Cet article par contre ne signale aucune variante sur Moi je l'ai-t-à pleurer. On pourrait supposer que ceci ne se retrouve que dans la version d'Ernest Gagnon. D'ailleurs cette fausse liaison choque-t-elle vraiment? Peut-être pas si on se met dans le contexte d'une chanson populaire de tradition orale et de surcroît dans une version mise à l'écrit à une époque où la majorité des gens ne savaient ni lire ni écrire.

J'ai entendu cette version chantée par Rob McLaren (Canadien) où on entend une autre liaison surprenante :

sur la plus ‿ haute branche

Ce qui bien sûr ne saurait se rendre à l'écrit.

1Aux origines de « À la claire fontaine » (Attention ce texte comporte au moins une faute de frappe, lire :
La version notée ici (voir la première partition en sol ou en mi b du CD) est très probablement originaire de Normandie ; pourtant, c’est par le biais du Québec que la chanson nous est revenue sous cette forme.
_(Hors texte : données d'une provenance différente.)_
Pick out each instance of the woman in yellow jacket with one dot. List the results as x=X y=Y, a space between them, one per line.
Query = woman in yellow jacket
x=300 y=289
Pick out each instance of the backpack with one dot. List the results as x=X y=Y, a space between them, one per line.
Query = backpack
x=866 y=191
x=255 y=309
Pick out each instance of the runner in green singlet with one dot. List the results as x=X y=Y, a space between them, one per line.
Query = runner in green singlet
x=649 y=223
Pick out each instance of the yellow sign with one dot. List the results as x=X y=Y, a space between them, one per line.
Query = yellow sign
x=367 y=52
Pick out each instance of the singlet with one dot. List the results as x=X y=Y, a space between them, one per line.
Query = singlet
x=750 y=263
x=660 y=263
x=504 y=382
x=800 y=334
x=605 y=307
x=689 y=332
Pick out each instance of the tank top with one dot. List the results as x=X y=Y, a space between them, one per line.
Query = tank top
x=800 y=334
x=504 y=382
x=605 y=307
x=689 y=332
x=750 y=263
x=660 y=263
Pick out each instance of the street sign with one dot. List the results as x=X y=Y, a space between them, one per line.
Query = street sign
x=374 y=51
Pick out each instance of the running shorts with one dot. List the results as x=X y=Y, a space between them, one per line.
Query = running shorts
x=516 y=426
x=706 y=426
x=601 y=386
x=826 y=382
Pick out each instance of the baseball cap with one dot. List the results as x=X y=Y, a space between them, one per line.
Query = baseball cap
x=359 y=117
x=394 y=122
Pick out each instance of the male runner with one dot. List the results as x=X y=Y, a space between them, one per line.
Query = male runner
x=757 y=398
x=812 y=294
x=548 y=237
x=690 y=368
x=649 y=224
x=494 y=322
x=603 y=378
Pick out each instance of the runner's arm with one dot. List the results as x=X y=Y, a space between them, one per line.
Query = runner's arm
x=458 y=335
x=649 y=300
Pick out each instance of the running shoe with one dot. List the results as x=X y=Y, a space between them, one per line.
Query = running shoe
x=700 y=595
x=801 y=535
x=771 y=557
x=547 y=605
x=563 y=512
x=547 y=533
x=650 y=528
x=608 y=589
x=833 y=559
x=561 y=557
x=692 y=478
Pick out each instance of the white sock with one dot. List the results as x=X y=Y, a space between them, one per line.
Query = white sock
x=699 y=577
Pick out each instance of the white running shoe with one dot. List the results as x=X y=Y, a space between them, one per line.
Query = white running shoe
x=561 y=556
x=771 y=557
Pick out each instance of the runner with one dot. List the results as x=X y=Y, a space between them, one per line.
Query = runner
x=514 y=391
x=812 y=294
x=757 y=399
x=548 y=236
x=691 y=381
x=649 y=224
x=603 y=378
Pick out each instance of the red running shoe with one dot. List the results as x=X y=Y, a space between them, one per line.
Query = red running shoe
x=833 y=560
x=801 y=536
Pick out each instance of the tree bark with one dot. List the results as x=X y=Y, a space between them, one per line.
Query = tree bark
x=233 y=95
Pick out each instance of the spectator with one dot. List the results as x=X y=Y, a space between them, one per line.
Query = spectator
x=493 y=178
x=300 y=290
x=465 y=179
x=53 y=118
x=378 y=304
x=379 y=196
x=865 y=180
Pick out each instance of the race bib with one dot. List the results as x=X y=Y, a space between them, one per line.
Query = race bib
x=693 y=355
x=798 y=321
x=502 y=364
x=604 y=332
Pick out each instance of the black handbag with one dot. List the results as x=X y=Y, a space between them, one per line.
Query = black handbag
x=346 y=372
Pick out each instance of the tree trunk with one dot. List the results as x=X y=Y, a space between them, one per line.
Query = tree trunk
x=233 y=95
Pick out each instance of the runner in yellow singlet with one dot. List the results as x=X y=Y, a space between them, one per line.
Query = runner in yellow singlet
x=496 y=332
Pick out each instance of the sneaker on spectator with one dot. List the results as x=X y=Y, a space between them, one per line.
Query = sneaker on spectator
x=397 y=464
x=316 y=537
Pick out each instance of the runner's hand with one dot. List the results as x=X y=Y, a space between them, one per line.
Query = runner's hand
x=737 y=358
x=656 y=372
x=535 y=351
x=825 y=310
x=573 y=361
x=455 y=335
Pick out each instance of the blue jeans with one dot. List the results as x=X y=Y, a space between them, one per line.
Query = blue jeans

Ayant traversé l’Atlantique, vers le milieu du XVIIIe siècle (au lieu de XIII, avec les soldats de Montcalm – ce qui explique le rythme de marche sur lequel elle est souvent chantée –, elle servit de chant national aux patriotes franco-canadiens lors de la grande révolte de 1837 contre l’hégémonie anglaise. En effet Montcalm est arrivé dans l'actuel Québec en 1756.

2À la claire fontaine

3 Même si ce n'est pas une chanson pour enfants, comme le montre des études à ce sujet. Voir par exemple l'article de Wikipedia.

4 En voir quelques unes ici.

5Gilliéron J. La Claire Fontaine, chanson populaire française. Examen critique de diverses versions de cette chanson. In: Romania, tome 12 n°46-47, 1883. pp. 307-331.